Inputs
Example Data Table
| Flow (L/s) | Slope (%) | n | y/D | Peaking | Reserve (%) | Required D (mm) | Nominal D (mm) |
|---|---|---|---|---|---|---|---|
| 15 | 0.80 | 0.011 | 0.80 | 1.20 | 10 | 164 | 200 |
| 30 | 1.00 | 0.013 | 1.00 | 1.10 | 15 | 213 | 225 |
| 45 | 0.60 | 0.015 | 0.75 | 1.30 | 10 | 311 | 315 |
| 80 | 1.20 | 0.009 | 0.90 | 1.25 | 20 | 272 | 300 |
Formula Used
This calculator sizes gravity drains using the Manning equation: Q = (1/n) · A · R^(2/3) · S^(1/2)
- Q = flow rate (m³/s), converted from your selected units.
- n = Manning roughness coefficient (material dependent).

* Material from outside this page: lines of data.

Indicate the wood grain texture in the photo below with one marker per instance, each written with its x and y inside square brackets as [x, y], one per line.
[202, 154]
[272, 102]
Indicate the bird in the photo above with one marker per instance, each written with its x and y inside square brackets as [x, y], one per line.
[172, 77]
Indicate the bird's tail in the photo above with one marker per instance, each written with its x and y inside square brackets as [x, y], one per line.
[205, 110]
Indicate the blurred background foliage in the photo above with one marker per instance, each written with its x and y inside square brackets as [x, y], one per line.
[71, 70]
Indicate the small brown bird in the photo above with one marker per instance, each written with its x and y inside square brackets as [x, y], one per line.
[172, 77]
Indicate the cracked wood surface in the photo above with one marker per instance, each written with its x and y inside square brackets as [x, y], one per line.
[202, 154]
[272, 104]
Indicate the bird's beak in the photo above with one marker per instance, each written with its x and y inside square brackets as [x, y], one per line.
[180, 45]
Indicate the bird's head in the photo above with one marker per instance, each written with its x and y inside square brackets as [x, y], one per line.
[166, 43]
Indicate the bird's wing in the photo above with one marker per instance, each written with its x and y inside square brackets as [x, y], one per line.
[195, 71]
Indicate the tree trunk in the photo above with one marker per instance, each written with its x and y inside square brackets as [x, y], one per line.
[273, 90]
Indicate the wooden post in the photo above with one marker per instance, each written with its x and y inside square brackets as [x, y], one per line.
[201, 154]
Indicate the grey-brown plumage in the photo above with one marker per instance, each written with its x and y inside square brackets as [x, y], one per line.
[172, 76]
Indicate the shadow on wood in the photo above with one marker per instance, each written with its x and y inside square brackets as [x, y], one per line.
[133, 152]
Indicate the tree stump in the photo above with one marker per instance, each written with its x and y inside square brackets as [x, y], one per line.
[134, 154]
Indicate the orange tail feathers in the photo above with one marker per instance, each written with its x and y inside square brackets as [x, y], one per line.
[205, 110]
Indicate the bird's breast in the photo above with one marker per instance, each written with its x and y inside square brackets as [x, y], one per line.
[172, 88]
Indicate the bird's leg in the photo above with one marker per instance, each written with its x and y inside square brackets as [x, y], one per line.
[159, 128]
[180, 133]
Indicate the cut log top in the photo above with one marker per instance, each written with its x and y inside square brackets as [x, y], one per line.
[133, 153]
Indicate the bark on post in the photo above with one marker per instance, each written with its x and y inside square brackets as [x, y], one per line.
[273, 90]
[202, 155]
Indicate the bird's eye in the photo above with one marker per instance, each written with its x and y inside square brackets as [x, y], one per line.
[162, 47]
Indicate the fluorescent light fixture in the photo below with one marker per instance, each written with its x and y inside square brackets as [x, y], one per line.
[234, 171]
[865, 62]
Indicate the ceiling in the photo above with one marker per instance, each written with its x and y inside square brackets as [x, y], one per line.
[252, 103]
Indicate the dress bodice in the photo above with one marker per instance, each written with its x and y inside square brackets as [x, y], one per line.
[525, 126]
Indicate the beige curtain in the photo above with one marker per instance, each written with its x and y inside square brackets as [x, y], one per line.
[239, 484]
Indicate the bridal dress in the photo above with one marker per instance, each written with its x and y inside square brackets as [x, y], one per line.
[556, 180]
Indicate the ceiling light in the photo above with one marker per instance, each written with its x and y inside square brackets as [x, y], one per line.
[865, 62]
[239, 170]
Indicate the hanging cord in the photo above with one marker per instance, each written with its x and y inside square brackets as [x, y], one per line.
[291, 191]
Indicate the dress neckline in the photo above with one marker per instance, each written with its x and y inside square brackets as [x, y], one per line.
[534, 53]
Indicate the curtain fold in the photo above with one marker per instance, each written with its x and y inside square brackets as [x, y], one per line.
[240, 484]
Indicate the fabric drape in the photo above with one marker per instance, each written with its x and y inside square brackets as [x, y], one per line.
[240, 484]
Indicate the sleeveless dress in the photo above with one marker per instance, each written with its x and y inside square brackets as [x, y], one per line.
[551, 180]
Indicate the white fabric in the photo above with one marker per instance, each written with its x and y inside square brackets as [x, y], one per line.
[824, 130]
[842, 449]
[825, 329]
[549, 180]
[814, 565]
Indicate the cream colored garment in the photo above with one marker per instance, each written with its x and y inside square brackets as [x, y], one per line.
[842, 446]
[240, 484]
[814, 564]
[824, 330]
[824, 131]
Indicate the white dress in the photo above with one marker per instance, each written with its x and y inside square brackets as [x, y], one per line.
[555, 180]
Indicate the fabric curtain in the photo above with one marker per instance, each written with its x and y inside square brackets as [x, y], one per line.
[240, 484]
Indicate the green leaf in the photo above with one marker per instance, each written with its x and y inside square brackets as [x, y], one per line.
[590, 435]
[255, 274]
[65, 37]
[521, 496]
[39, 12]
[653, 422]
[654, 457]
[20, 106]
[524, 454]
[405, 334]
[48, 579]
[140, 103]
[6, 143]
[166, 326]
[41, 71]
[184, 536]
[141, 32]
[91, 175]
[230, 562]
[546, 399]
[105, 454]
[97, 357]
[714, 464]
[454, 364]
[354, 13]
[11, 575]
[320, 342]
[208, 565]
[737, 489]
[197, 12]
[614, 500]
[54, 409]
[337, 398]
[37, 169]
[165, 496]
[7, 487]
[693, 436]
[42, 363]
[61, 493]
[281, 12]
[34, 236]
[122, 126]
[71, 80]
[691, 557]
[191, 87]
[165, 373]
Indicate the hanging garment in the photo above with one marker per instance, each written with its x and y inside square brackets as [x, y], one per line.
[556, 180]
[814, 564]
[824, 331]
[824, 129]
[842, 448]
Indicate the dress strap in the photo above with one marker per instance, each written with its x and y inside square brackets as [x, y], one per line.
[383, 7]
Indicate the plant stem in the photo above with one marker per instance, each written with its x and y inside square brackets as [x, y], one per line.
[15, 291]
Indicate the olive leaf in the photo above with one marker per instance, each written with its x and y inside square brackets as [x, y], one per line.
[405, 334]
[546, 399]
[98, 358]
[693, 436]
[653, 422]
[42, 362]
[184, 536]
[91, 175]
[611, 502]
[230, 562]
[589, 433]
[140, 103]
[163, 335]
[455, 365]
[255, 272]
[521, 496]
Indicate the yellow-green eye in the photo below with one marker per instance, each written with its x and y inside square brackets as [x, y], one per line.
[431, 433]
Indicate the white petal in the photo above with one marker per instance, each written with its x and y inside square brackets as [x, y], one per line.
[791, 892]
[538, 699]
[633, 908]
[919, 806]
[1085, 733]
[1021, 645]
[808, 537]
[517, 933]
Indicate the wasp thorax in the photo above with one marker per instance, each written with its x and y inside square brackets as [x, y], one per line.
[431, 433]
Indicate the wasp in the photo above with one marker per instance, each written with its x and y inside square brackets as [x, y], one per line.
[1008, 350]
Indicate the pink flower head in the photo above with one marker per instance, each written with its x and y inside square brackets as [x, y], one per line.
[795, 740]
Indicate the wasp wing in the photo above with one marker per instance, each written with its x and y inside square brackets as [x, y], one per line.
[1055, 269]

- A = flow area (m²) for the chosen depth ratio y/D.
- R = hydraulic radius (m) = A/P, where P is wetted perimeter.
- S = energy slope (m/m), entered here as percent and converted to decimal.
For full flow (y/D = 1.0) the diameter is solved directly. For partial flow, the calculator iteratively finds the smallest diameter meeting required capacity.
How to Use This Calculator
- Enter the expected base flow and choose a unit.
- Input the available slope in percent for the pipe run.
- Select a roughness value or enter a custom Manning n.
- Set the design depth ratio (e.g., 0.80 for partly full checks).
- Add a peaking factor and reserve capacity to reflect uncertainty.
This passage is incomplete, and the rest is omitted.